Le mouvement féministe, dans son sens le plus large, est né d’une contestation des structures sociales qui reléguaient les femmes à une position secondaire dans la société. Pendant des siècles, dans la plupart des régions du monde, les femmes ont été exclues de la vie politique, privées d’accès à l’éducation et maintenues dans une dépendance juridique et économique vis-à-vis des hommes. À partir de la fin du XIXᵉ siècle, des militantes en Europe et en Amérique du Nord commencent à s’organiser pour revendiquer l’égalité civique et politique. Les premières luttes portent sur l’accès à l’instruction, au travail et surtout au droit de vote, considéré comme la clé de la participation démocratique.
Peu à peu, ces mobilisations s’étendent et se diversifient. Au fil du XXᵉ siècle, le féminisme devient un mouvement mondial qui s’intéresse non seulement aux droits politiques, mais aussi aux conditions de travail, aux libertés individuelles, aux violences faites aux femmes et aux formes plus subtiles de domination sociale. Dans de nombreuses sociétés, les femmes parviennent à obtenir des réformes majeures qui modifient en profondeur les rapports entre les sexes.
Aux États-Unis, par exemple, les mobilisations des suffragettes au début du XXᵉ siècle ont abouti à l’adoption du 19ᵉ amendement de la Constitution en 1920, qui garantit le droit de vote aux femmes. Des figures comme Susan B. Anthony ou Elizabeth Cady Stanton ont joué un rôle déterminant dans cette bataille politique. Plus tard, dans les années 1960 et 1970, les mouvements féministes américains ont contribué à faire adopter des lois importantes contre les discriminations au travail et pour l’égalité des droits, tout en mettant au centre du débat public des questions telles que l’égalité salariale ou les violences domestiques.

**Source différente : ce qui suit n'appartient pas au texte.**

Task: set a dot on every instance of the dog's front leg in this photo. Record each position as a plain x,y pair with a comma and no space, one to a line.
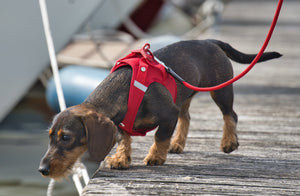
159,150
122,158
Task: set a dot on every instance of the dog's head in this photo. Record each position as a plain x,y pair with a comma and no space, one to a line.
74,131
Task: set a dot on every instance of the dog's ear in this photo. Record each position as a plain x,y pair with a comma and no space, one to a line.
100,133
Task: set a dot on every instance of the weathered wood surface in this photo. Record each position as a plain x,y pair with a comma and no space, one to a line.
267,101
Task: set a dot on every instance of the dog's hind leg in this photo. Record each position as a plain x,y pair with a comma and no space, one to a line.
224,99
122,158
178,141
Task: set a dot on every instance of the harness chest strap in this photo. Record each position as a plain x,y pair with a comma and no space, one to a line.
145,70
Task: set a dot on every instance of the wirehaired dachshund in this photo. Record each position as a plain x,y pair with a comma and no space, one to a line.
92,125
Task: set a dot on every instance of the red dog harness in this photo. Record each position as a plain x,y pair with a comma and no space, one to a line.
145,70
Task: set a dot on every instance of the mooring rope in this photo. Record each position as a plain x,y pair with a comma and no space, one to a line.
79,170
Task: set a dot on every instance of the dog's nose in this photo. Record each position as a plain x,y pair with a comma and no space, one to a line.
44,170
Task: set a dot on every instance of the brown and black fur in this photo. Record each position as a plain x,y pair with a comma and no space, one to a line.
93,125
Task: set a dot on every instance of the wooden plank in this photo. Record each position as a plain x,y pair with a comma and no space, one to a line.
267,101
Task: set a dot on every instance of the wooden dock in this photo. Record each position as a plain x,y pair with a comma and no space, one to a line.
267,101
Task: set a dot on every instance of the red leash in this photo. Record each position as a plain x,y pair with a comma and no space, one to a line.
214,88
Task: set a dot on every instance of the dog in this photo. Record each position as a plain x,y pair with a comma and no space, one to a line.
93,125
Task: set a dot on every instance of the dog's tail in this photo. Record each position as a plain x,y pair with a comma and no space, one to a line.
240,57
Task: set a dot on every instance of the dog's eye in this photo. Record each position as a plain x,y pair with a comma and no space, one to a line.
66,138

En France, les femmes ont également mené de longues luttes pour l’égalité. Elles obtiennent le droit de vote en 1944, après plusieurs décennies de mobilisation. Au cours de la seconde moitié du XXᵉ siècle, d’autres combats marquent l’histoire du féminisme français. Parmi eux, la lutte pour le droit à l’avortement occupe une place centrale, notamment avec la célèbre « Manifeste des 343 »publié en 1971, dans lequel des femmes déclarent publiquement avoir avorté pour dénoncer l’illégalité de cette pratique. Ce mouvement aboutira quelques années plus tard à l’adoption de la loi Veil en 1975, qui légalise l’interruption volontaire de grossesse en France sous l’impulsion de Simone Veil.
L’histoire haïtienne s’inscrit dans cette dynamique mondiale tout en présentant des particularités liées à son propre parcours politique et social. Il est difficile de déterminer avec précision le moment où une conscience féministe apparaît dans le pays. Certains observateurs estiment que les racines de cette lutte remontent à l’époque coloniale, lorsque des femmes participaient déjà aux résistances contre l’esclavage et aux combats pour la liberté. Toutefois, le mouvement féministe organisé prend véritablement forme au cours de la première moitié du XXᵉ siècle.
L’occupation américaine d’Haïti, entre 1915 et 1934, constitue une période de profondes transformations sociales et politiques. Dans ce contexte, plusieurs femmes issues des milieux intellectuels commencent à réfléchir à la place des femmes dans la société haïtienne. En 1934, un groupe de militantes fonde la Ligue féminine d’action sociale, la première organisation féministe structurée du pays. Parmi ses figures les plus marquantes figurent Madeleine Sylvain-Bouchereau, Alice Garoute et la journaliste Yvonne Hakim Rimpel.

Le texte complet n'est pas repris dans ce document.